In 1807, the currency situation in the Madras Presidency was one of profound complexity and instability, characterised by a chaotic multiplicity of circulating mediums. The official currency was the silver
Star Pagoda (valued at 3½ Company Rupees) and the
Gold Pagoda, but these coexisted with a bewildering array of other coins: Arcot rupees (both silver and copper), various fanams, and a host of older, debased Mughal and regional issues. This proliferation led to wildly fluctuating exchange rates between districts, crippling commercial predictability and facilitating widespread fraud. The East India Company’s own financial struggles, exacerbated by the cost of the recent Anglo-Mysore and Anglo-Maratha wars, meant it lacked the bullion reserves to impose a uniform standard.
The core of the problem was a severe shortage of
specie (precious metal coin), particularly silver. This scarcity was driven by the Presidency's chronic balance of trade deficit with both Britain and China, which drained silver out of the economy. To fill the void, the Company heavily relied on issuing
copper coins and, most problematically,
paper currency. These
Bank of Madras notes, while an innovative attempt to solve the liquidity crisis, suffered from deep public distrust and were not accepted beyond a narrow circle of government transactions and European merchants, further fragmenting the monetary system.
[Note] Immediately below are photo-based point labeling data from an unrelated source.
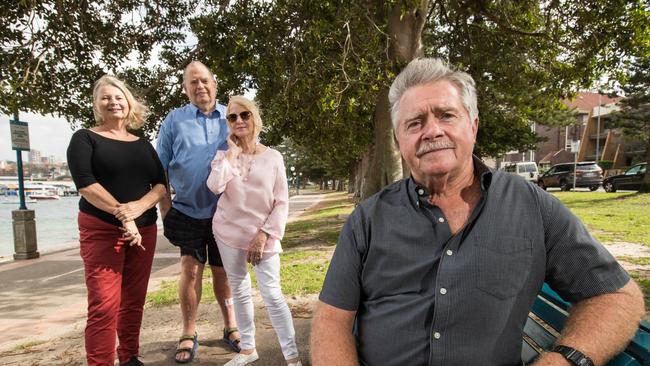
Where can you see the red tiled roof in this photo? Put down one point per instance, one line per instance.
(586, 101)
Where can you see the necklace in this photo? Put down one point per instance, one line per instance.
(247, 171)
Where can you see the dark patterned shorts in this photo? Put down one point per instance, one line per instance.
(193, 236)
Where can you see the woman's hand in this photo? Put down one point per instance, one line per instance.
(132, 234)
(233, 150)
(129, 211)
(256, 248)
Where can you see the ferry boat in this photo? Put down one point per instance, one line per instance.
(41, 192)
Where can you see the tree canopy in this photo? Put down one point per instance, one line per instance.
(322, 69)
(634, 116)
(319, 67)
(53, 51)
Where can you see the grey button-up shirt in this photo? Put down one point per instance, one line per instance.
(426, 297)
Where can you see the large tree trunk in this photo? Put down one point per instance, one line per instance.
(645, 185)
(405, 44)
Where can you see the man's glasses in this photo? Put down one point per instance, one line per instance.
(243, 115)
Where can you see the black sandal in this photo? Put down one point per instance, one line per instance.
(192, 351)
(233, 344)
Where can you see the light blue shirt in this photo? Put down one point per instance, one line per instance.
(187, 142)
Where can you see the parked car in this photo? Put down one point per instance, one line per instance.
(588, 174)
(526, 169)
(631, 179)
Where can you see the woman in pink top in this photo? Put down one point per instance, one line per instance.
(249, 224)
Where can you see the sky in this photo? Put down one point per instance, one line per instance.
(48, 134)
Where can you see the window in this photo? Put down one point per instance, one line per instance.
(633, 170)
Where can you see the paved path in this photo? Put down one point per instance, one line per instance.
(46, 297)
Consequently, the Presidency’s economy in 1807 operated under a significant handicap. Trade and revenue collection were hampered by the need for complex conversions and the risk of receiving debased coin. The government recognised this crisis, and the period marked the beginning of serious, though slow-moving, administrative efforts towards reform. These would culminate decades later, but in 1807, the monetary landscape remained a tangled and inefficient patchwork, reflecting the broader challenges of transitioning from a collection of conquered territories to a coherent colonial administration.